Without the two, the Sailors aren't one of the strongest and most conditioned programs in the state. The duo built an Olympic weightlifting facility second to no other high school in the state.
It is no surprise that in Stephanie's first season with the Sailors in 2005 they claimed the CIF Southern Section Division VI title. In her final season, the Sailors reached the CIF Southern Section Southwest Division final. They lost the game to Huntington Beach, the same school that gave Stephanie a shot to coach in 1993.
At that time, a woman in charge of a high school football's strength program was unheard of. Twenty-one years later, she doesn't know any other woman who holds her old position at another high school in Orange County.
Stephanie said she's been very lucky. Her husband calls her a pioneer. She never felt disrespected because she was a woman in a man's sport.
Looking back, the seniors who had an issue with her taking over as the strength coach at Huntington Beach, she believes it had to do with her changing up the workouts. Stephanie knew what she was doing. She had the credentials.
"She was the first female world junior head coach and she did it for two years," Tony said of his wife, who also served as a junior national coach for USA Weightlifting.
Tony is the one responsible for getting his wife into competitive weightlifting after they married in 1975. A year later, Stephanie set a women's world record for the 114-pound division, with a 225-pound squat.

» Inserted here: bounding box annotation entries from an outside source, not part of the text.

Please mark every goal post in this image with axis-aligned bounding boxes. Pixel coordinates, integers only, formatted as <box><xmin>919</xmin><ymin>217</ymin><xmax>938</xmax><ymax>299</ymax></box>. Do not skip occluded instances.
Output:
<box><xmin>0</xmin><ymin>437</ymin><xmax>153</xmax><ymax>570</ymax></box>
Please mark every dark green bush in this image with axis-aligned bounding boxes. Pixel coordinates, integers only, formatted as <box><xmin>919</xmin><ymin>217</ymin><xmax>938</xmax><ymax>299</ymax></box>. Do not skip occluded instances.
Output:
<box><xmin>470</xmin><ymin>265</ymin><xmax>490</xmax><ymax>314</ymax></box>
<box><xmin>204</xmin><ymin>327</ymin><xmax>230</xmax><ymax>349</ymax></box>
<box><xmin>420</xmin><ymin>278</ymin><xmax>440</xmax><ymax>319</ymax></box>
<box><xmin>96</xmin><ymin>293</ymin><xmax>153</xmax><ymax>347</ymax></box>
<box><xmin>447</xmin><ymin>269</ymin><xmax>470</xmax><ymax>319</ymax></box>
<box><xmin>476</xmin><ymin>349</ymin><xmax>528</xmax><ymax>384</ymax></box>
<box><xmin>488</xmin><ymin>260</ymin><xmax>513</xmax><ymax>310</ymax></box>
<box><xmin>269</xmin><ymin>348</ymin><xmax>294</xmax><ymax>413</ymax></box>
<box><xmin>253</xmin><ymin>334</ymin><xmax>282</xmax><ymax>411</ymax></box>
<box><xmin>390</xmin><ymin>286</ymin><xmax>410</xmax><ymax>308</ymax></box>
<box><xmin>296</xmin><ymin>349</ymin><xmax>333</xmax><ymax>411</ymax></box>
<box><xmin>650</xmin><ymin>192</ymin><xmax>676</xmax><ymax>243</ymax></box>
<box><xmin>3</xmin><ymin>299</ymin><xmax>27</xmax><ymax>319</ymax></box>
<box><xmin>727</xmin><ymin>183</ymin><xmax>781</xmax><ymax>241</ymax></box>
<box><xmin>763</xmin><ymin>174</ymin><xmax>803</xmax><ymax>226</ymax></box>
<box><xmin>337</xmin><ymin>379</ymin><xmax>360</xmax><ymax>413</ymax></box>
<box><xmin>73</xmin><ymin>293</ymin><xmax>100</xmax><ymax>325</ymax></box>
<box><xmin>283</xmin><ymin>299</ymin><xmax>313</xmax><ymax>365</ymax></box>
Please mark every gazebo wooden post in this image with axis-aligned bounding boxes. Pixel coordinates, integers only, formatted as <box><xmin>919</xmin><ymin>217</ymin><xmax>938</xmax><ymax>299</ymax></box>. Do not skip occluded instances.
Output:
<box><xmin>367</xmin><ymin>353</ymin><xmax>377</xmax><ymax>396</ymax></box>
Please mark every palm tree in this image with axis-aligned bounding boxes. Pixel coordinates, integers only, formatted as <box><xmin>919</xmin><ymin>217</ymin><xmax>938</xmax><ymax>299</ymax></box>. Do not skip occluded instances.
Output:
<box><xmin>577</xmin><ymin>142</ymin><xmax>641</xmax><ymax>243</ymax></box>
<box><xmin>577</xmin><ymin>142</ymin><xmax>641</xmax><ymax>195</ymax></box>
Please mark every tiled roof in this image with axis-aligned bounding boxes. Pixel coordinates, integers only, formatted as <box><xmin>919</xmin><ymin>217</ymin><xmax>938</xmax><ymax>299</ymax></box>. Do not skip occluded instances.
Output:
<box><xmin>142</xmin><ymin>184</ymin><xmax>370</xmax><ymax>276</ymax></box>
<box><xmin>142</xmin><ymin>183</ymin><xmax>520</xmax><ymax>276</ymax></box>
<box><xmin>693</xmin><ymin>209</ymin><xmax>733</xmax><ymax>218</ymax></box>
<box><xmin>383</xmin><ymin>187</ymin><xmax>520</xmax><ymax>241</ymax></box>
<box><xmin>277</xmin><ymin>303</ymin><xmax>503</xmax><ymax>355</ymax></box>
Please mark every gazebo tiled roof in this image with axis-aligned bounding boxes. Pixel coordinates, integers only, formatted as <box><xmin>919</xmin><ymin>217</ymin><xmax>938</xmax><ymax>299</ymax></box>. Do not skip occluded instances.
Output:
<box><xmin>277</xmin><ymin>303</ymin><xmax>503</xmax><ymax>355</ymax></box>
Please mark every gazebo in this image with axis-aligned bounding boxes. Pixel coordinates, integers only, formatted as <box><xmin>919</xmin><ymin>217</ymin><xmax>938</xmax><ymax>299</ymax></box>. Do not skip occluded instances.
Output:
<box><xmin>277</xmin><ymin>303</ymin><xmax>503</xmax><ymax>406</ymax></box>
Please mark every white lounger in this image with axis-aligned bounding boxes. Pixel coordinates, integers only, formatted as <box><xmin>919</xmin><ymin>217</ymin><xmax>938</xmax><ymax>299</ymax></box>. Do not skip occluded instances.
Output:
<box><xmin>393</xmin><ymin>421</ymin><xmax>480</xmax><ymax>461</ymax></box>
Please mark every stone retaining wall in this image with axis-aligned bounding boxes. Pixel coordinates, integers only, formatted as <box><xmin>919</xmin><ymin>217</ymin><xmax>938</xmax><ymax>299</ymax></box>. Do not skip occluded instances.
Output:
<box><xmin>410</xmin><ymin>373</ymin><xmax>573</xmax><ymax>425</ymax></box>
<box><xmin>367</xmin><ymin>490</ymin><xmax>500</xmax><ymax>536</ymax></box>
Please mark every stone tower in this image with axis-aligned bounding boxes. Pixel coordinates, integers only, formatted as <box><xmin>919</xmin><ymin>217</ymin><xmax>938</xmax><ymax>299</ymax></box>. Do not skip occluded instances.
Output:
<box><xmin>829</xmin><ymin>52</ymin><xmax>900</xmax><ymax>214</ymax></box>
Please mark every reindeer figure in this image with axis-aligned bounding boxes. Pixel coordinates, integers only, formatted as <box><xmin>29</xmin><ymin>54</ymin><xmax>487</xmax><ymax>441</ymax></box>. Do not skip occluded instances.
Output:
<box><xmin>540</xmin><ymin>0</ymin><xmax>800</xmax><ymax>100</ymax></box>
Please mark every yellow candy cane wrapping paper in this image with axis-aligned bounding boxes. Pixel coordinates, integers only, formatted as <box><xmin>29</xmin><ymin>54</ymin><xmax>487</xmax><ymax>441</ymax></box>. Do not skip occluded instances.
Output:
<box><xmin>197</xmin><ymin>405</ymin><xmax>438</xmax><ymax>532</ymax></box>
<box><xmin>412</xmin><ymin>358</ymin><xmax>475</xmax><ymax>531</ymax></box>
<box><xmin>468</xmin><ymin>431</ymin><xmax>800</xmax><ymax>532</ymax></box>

Tony and Stephanie met at the CIF State track and field championships in 1972 in Oroville. Tony went as an athlete for Huntington Beach and Stephanie as a cheerleader for Santa Ana. There weren't many opportunities for girls in sports back then.
The two fell in love, moved to Hawaii, and when they returned to the mainland, they raised their family. Stephanie and Tony gave their three daughters all the opportunities mom didn't have as a kid. Allison became a star volleyball player, and Maryn and Katelyn standouts in weightlifting.
Maryn has followed in her mom's footsteps in becoming a strength coach. She's trained the likes of Misty-May Treanor, one of the most accomplished volleyball players. After Stephanie retired, Maryn praised her mom on Facebook.
"I have been interviewed by the UFC, newspapers and reporters from all over, and one of the biggest questions and comments is always about being a female strength coach, in a male dominated field," Maryn wrote. "They are surprised I do it, they are surprised my professional athletes are being trained by a girl and all that. But I have never once given it a second thought, I never thought I couldn't do it because I'm a girl and that is because my amazing mom. Stephanie Searles Ciarelli has taught me how to teach and produce quality athletes in the weight room! She is Super Woman to me."
Tony hopes Maryn can take over for mom someday. She already helps the volleyball and track and field teams train at Newport Harbor.
Tony said Maryn would be a natural, and dad is going to need someone to supervise the 70-80 football players in the weight room during the spring, when he's working with the throwers during the track and field season. Stephanie used to take care of that, making sure the football players put in the necessary off-season work.
"For the incoming freshmen, she was very nurturing and motherly like," Tony said. "Once the season ends, the fun and games are over and it's time to start working. She's not so motherly then. They're like, 'She was so nice. What happened to the nice coach?'"
The nice coach is retired and being sweet to her four grandkids.